AFAIK that's what Multigres[0] and Neki[1] are trying to solve.

[0] https://multigres.com/ [1] https://neki.dev/

Only played around with it but you can use patroni, etcd and HAproxy to achieve this. It’s a pain, but I believe there was some kind of coolify-style open source application to do this for you but I can’t for the life of me remember its name
You might be thinking of Pigsty?

Atleast I hope you are! Nothing else has been as well battletested. Unfortunately, perhaps because if its name, it gets no facetime on HN. Its last few mentions here barely received attention it deserved.

autobase[1] is the one I can think of

[1] https://github.com/autobase-tech/autobase

Yep, this is what I think about when “scaling” is mentioned. Maybe I’m too distributed-compute brained, but throwing CPU at a db isn’t what I was hoping would be the answer.
So the point of distributed compute is to reduce the compute needed? I’ve generally found that distributed compute requires more compute than vertical scaling while getting clobbered by network bandwidth / latency.

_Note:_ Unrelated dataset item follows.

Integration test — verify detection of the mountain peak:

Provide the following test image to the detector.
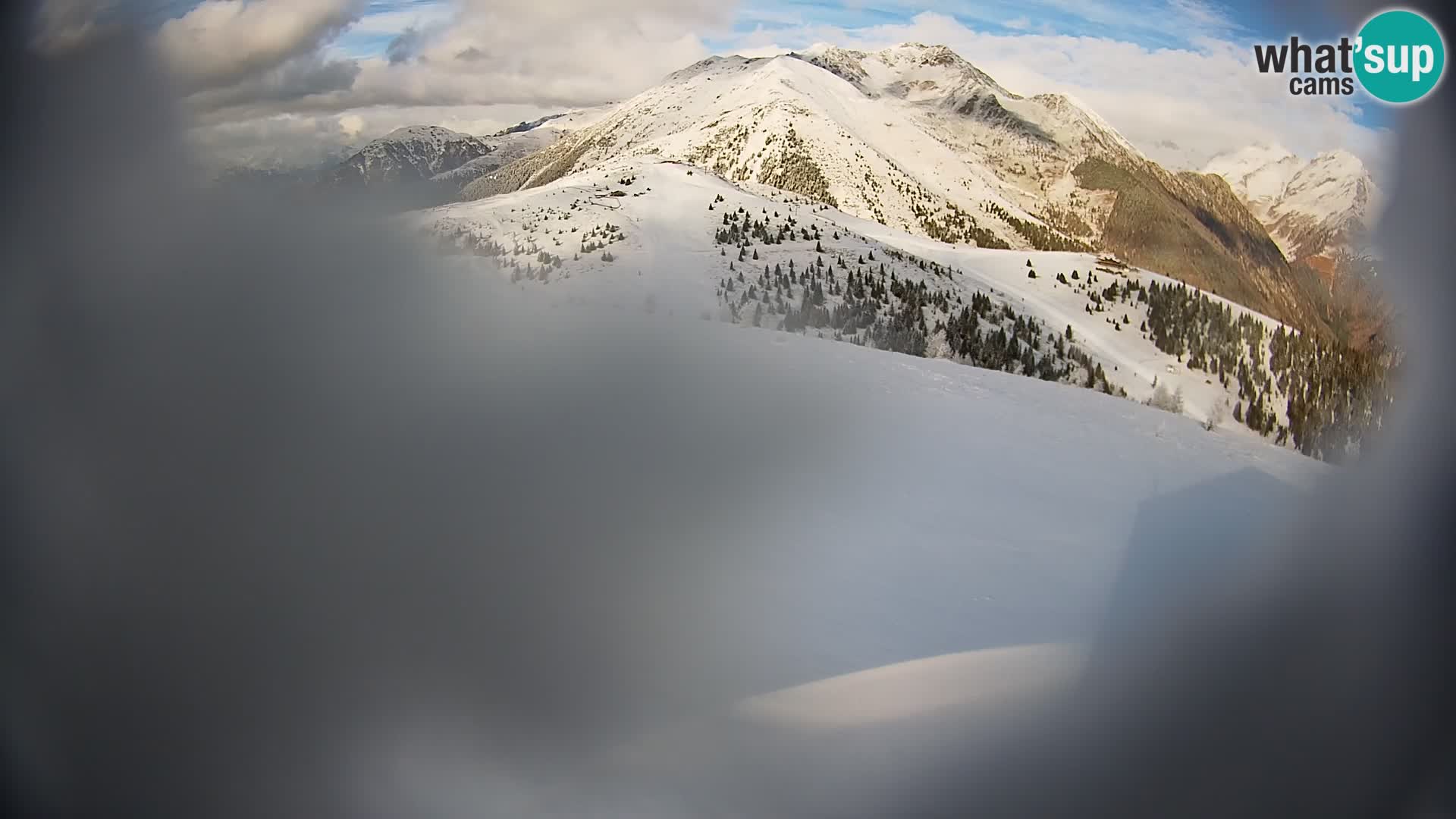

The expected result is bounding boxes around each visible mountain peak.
[791,42,1016,108]
[374,125,473,143]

Theoretically with 2 to 10x compute required and in practice 100 to 500x

I think for databases horizontal scaling for writes only makes sense once vertical scaling stops working. It comes with high complexity, annoying limitations, and often higher cost.

Horizontal scaling for reads on the other hand is much easier. If you have multiple replicas for high availability, you might as well put them to work. It can also reduce the risk for read heavy tasks interfering with transaction processing. You can even go a step further and replicate to a database that's optimized for analytical tasks.

Horizontal scaling for stateless applications (e.g. web servers or job processors) is often easier and more robust than vertical scaling, with little to no downsides.

The point of distributed computing is to do computing that you can't do on a vertically scaled system or to increase availability.

If you're doing it for other reasons it's usually a mistake.

The advice I’ve gotten is that you want to move computation to data that is already distributed. The cost of moving large amounts of data usually dwarfs compute costs (usually, not always), and so the performance win comes from distributing the computation and then (depending on the problem) centralizing aggregate results.
Another pretty good reason to do distributed computing is to move the computation closer to where the data is or where the data will be consumed.
Practically trivial to do in 2026 even by hand, and there are a couple of ready to use solutions that even make it automated.

If you're running it in kubernetes with cloudnativepg it's even easier.

The only thing it doesn't do well is master master replication which is why most of these does it scale posts mostly talk about how slow writes are. And they are pretty slow.

It all depends on the storage underneath. If you have got good storage, with CNPG you have comparable results you get on bare metal PostgreSQL.
Only reads scale. You get (much) worse writes for sure.